I wasn't around then but over the years I have interviewed and gotten to know several people who were. What they seem to agree upon is that the negative perception became a cause for action for something positive. Memphis resolved to do better. It took many years and the results were decidedly mixed, but the general feeling, I was told, was that the rap had some truth to it and so what do we do now, short term and long term?
One answer may be found in two of our biggest companies and corporate citizens: AutoZone and FedEx and their relentless emphasis on customer service. Maybe that should be the not-so-new government motto.
Corny and unoriginal, but easy to remember.
Potentially broad application to every division of government including cops, sanitation, vehicle inspection, car tags, parks, etc.

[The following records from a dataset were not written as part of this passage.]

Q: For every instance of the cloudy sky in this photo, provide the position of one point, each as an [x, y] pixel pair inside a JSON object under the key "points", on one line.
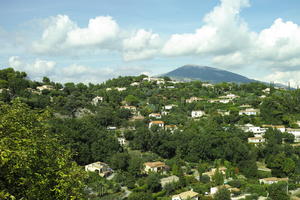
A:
{"points": [[91, 41]]}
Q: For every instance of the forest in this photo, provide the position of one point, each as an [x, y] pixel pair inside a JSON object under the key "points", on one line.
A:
{"points": [[49, 131]]}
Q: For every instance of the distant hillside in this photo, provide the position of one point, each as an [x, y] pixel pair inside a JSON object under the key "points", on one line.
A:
{"points": [[204, 73]]}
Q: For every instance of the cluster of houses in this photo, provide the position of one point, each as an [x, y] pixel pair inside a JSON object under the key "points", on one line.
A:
{"points": [[260, 131]]}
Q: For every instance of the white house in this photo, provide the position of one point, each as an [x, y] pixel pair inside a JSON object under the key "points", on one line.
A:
{"points": [[155, 167], [155, 115], [225, 100], [135, 84], [168, 180], [131, 108], [207, 85], [122, 141], [281, 128], [169, 107], [256, 140], [96, 100], [197, 113], [101, 168], [272, 180], [44, 87], [186, 195], [223, 112], [257, 130], [249, 111], [121, 89], [295, 132], [160, 124], [193, 99], [171, 127]]}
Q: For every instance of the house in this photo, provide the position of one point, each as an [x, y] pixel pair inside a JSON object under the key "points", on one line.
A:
{"points": [[155, 115], [101, 168], [207, 85], [122, 141], [295, 132], [164, 112], [256, 140], [160, 124], [137, 117], [193, 99], [267, 90], [111, 128], [186, 195], [121, 89], [171, 127], [257, 130], [168, 180], [135, 84], [169, 107], [131, 108], [212, 172], [197, 113], [249, 111], [281, 128], [272, 180], [224, 100], [158, 166], [45, 87], [96, 100], [223, 112]]}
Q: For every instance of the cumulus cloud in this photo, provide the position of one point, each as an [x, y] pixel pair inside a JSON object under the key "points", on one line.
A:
{"points": [[141, 45], [102, 33], [291, 77], [220, 34], [62, 34], [37, 69]]}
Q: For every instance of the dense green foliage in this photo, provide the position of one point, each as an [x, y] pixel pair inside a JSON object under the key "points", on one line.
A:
{"points": [[46, 133]]}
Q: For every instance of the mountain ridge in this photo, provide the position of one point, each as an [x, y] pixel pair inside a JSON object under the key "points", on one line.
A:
{"points": [[207, 74]]}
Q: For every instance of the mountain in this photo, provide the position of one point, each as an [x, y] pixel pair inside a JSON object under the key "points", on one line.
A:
{"points": [[207, 74]]}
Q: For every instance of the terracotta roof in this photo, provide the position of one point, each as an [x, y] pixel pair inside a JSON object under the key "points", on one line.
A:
{"points": [[186, 195], [272, 126], [155, 164], [157, 122], [275, 179]]}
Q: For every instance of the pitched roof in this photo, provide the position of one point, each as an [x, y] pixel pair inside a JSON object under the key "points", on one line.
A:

Much easier to find consensus.
More meaningful than a conversation.
The "broken windows" approach to crime fighting applied to blighted corners, missing basketball goal nets, torn soccer goals, flowers, clipped grass, uniforms, litter, old tires, thank yous, etc.
Lemonade from lemons. Getting the employees you have to give discretionary effort is easier and politically more realistic than making 10 percent cuts across the board.
Jobs program without adding jobs. It's silly to expect our mayors to be job creators. If anything they must be jobs cutters sooner or later. Meanwhile, get the most out of what you have.
It worked for former mayors Henry Loeb and Dick Hackett. They climbed the ladder by taking a hard, services-oriented job and doing it well.
Lots of small victories. See the riverfront parks and Sam Cooper Boulevard from where it ends to Overton Park. Exemplary landscaping and plantings.
AutoZone and FedEx aren't bad role models.